On the other end of the scale, there's Jayne. I realize I am a lone voice, crying in the wilderness, but I cannot stand Jayne. He's intensely unattractive to me -- oh, I'm sure he has nice muscles or something somewhere in there, but how in god's name does anyone look past the fact that he's stupid, and a thug, and a *mean* thug, at that? There's nothing remotely redeeming about him. There's no clever wit, there's no snark, there's no good heart. There's no brain. He's incapable of thinking beyond, "Want money. Get money. What need do get money? Do! Get money! Money money!" Smart is sexy. Thick-headed thuggishness is revolting. I don't like River, either, but she moved way up in my estimation when she knifed Jayne in Friday's ep.

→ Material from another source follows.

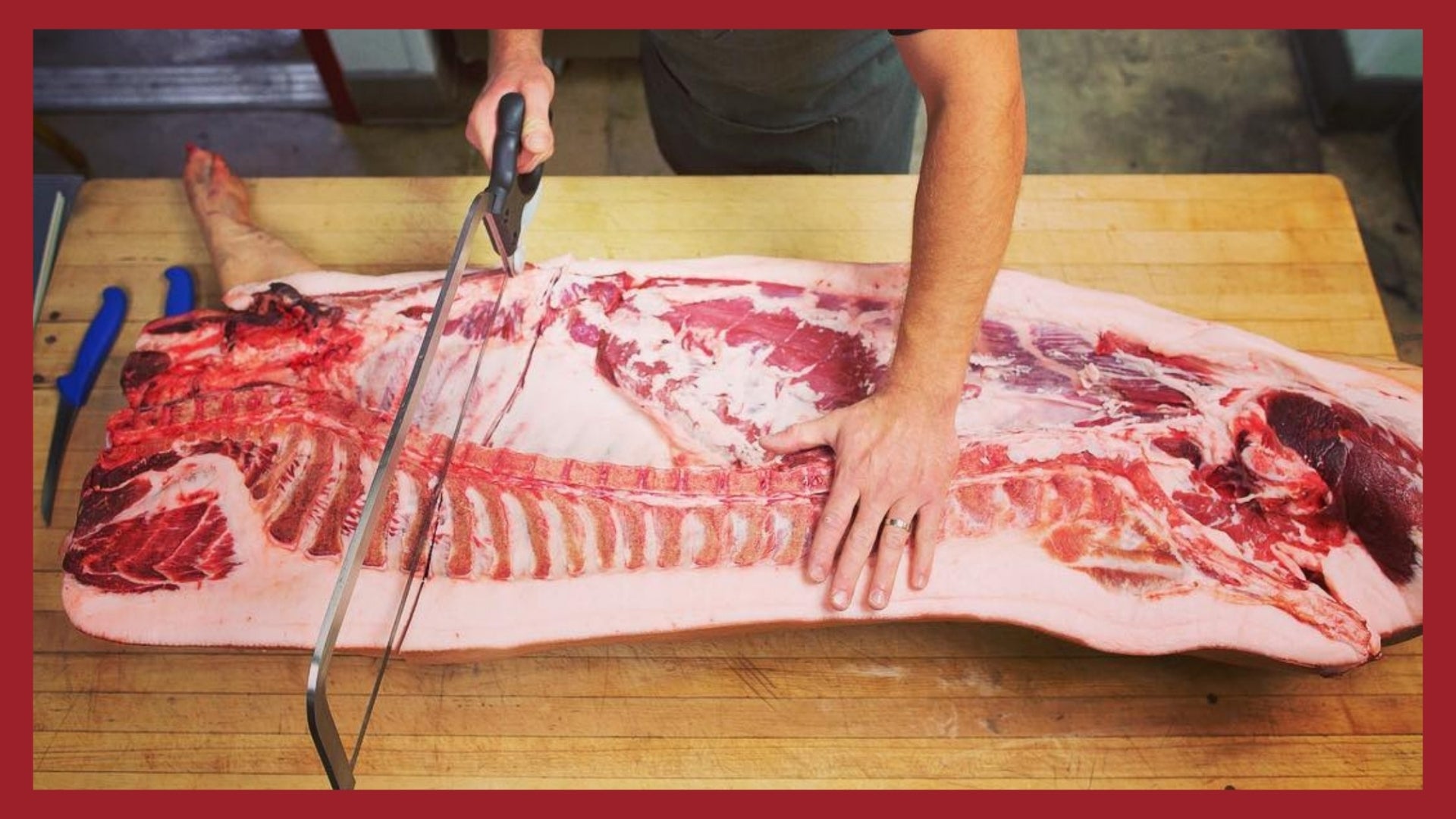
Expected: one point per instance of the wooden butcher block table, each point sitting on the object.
(883, 706)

Jayne is not Han Solo, shooting Greedo first. Not by a long shot. He's who Han would be if Han turned Luke and Ben over to the Imperials. He's who Han would be if he'd tossed Chewie out an airlock on the Kessel spice run. Why does no one remember that Jayne is a self-confessed murderer of his partner? Fine, the guy lived a bit longer than Jayne originally thought, but Jayne tossed him out of their spaceship so Jayne could keep all the money, and firmly believed that the guy had died as a result.

But I have to admit, even stupider than Jayne is Mal, who knows that Jayne is ready, willing, and able to kill his shipmates at the first hint that there might be a quarter-credit in it, and who let him stay on board instead of tossing him out the airlock. And why? Because instead of thinking, "Hey, this guy readily admits that he's perfectly, unremorsefully happy to kill shipmates for profit, maybe he's a liability. I can always teach Kaylee to shoot," Mal goes all Messianic and rather pompously tells Jayne that he sinned against Mal by turning in River and Simon, and waits for Jayne to admit that yes, he did, Lord, and now he wants to be forgiven. What the fuck was that all about, anyway? Ego, much?

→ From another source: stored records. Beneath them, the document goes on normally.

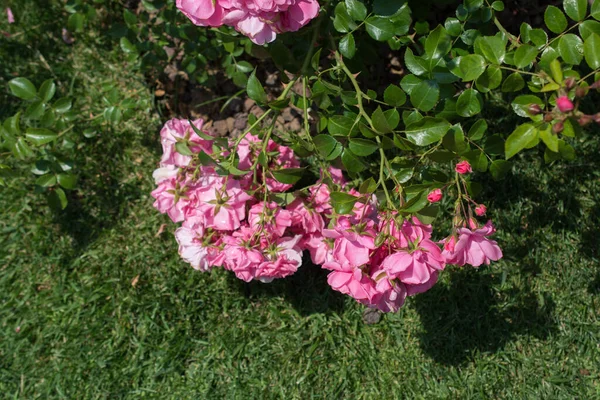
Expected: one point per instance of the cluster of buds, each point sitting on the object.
(568, 108)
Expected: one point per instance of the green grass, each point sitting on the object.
(74, 326)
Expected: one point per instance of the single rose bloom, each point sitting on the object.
(564, 104)
(463, 167)
(435, 195)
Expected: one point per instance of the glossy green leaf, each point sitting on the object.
(427, 131)
(555, 19)
(22, 88)
(520, 139)
(591, 51)
(425, 95)
(570, 47)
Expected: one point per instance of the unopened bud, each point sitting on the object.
(558, 127)
(570, 83)
(535, 109)
(585, 120)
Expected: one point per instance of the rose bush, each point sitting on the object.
(389, 157)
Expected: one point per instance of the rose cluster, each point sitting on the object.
(260, 20)
(232, 221)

He deserves to be murdered in his sleep for that. Do the gene pool a favor. Instead, he'll be the direct cause of someone else dying, because stupid!Jayne will see profit and do whatever it takes to get it, no matter who gets in his way.

Hell, they're all presented as stupid, at one point or another. There is no way that these people fly and fix spaceships without at least a teeny tiny bit of education. Or, y'know, the ability to read a fucking manual. And yet, half the time, they're presented as practically illiterate. In Friday's episode -- one week after Zoe and Mal proved their battle-trained field-medic skills by keeping Book alive until they could get him to a hospital -- Zoe, Mal, and Jayne were all completely incompetent at learning a few simple lines of incredibly basic medical jargon. I mean, Mal -- the captain of the ship, whom I would hope would have a braincell or two, stumbled repeatedly over the word "dilated." This is not a hard word. It's not an unusual word. It's a basic, English word that just isn't all that hard to say. And yet.

Argh. Asinine, all the way down the line. I'm not even going to go near the space hooker who is inherently -- by virtue of her profession -- more respectable to general society than a clergyman -- by virtue of his profession.

I simply don't understand why people are watching, and liking, this show.